Enterprise User Acquisition & Consumer User Retention

In thinking about a product's user acquisition, the nice thing about enterprise products is that when you get one customer you get a lot of users. You just need to sell one CIO on your product and you’ll quickly pick up thousands of users.

The not so nice thing about enterprise is that you’re going to lose about 20% of those users every year due to employee turnover. Your entire user base is going to turn over every five years. Acquisition scales in enterprise. Retention does not.

The not so nice about consumer products is that, unlike enterprise, you have to acquire users one by one. You don’t have the scalable distribution channel that you have with enterprise. In consumer, user acquisition is expensive and really difficult.

But the nice about consumer products is that once you get users you can keep them forever (you don’t have the turnover problem).

It’s interesting to note that some companies have figured out how to take the good from enterprise and the good from consumer.

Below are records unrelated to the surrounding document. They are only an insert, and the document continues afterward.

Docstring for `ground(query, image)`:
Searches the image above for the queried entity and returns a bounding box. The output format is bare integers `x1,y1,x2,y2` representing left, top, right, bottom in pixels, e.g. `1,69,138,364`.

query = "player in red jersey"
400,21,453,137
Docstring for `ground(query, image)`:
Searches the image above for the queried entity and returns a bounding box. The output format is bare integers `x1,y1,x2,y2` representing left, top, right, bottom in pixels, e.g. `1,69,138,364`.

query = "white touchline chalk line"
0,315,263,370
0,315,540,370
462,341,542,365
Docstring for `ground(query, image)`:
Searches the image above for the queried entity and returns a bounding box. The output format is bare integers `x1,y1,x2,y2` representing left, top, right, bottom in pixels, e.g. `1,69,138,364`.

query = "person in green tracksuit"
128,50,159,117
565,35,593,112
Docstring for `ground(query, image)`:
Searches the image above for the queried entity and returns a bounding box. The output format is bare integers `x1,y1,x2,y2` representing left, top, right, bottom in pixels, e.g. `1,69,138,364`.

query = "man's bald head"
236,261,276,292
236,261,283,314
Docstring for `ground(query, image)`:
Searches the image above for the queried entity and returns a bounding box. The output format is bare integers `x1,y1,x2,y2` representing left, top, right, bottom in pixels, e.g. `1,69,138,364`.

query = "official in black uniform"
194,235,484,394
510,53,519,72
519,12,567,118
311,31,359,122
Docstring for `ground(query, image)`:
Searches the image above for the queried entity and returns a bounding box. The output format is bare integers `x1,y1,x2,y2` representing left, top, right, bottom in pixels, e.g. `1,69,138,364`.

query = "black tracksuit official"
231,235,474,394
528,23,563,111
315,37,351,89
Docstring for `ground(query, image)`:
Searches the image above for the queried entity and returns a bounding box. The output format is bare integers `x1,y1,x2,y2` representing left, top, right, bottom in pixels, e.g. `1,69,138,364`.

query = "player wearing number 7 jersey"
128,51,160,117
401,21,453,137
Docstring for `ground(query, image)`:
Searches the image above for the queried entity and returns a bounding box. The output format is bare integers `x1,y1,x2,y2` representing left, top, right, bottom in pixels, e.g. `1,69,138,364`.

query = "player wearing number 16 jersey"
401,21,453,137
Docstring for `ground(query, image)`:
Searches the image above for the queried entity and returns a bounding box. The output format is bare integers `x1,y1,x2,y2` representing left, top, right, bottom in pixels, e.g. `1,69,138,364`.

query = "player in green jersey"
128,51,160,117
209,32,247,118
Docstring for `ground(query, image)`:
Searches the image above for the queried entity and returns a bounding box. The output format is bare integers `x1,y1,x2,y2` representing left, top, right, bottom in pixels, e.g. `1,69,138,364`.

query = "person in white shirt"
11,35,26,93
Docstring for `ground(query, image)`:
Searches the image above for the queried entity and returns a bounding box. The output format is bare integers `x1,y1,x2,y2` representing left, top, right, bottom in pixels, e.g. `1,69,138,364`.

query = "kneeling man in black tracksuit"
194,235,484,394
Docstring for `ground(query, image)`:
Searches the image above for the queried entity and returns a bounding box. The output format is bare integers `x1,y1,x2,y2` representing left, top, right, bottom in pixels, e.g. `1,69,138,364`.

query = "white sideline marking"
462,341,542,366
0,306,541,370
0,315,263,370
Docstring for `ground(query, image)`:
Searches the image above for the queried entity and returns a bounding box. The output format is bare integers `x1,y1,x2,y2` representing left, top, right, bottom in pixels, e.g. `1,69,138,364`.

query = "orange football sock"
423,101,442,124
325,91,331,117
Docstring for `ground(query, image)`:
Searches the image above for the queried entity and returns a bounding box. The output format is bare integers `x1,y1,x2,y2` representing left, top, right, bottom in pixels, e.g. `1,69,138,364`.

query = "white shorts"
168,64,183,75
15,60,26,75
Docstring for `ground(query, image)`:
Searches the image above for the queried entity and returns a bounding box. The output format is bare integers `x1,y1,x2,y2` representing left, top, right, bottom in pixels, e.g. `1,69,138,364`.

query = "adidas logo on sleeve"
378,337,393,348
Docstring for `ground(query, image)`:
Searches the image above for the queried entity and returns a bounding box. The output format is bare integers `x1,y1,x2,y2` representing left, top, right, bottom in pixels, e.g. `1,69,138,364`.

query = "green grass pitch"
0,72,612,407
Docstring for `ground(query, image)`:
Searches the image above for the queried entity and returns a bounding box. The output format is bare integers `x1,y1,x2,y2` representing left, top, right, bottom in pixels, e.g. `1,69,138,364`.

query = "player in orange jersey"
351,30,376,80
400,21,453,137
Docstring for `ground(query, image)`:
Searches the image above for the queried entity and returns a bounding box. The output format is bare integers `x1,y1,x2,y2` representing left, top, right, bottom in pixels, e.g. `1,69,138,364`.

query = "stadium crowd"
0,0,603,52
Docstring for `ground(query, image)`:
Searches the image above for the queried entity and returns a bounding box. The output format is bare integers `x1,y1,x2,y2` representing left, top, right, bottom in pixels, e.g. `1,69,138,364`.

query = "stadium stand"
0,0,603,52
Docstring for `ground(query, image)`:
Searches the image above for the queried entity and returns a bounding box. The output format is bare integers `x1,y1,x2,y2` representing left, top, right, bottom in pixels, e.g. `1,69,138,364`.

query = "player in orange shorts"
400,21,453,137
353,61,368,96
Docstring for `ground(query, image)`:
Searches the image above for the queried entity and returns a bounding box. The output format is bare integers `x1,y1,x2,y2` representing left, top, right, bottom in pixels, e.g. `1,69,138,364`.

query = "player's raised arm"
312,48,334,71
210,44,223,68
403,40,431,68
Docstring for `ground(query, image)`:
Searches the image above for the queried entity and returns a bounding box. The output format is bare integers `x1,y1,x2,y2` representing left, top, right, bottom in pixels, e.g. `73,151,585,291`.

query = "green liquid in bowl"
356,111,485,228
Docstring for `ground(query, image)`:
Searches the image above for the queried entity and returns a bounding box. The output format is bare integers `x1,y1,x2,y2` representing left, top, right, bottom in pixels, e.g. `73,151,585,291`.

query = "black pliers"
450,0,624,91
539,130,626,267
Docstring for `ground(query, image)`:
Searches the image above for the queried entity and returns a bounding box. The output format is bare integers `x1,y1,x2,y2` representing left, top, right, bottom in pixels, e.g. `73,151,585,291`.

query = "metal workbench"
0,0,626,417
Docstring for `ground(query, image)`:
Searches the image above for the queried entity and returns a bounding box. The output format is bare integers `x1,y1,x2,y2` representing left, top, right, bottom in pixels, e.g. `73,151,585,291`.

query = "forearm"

One example is eShares, an enterprise product that digitizes paper stock certificates and options and warrants and rolls them up into an easy to use cap table to help startups and startup employees manage their equity. Employees generally sign up for the service just before their start date when they receive an option grant from their new company (to sign the option grant employees need an eShares account). If the employee leaves the company they keep their account open to manage their equity and they can add subsequent option grants from subsequent companies to keep all their documents in one place.

eShares is brilliant in that they have morphed an enterprise product into a consumer product and have reaped the benefits of both models. This is a super powerful way to quickly build a huge set of engaged users and is a great way to get ahead and build a platform rather than just a useful app. I’m sure eShares investors are taking note.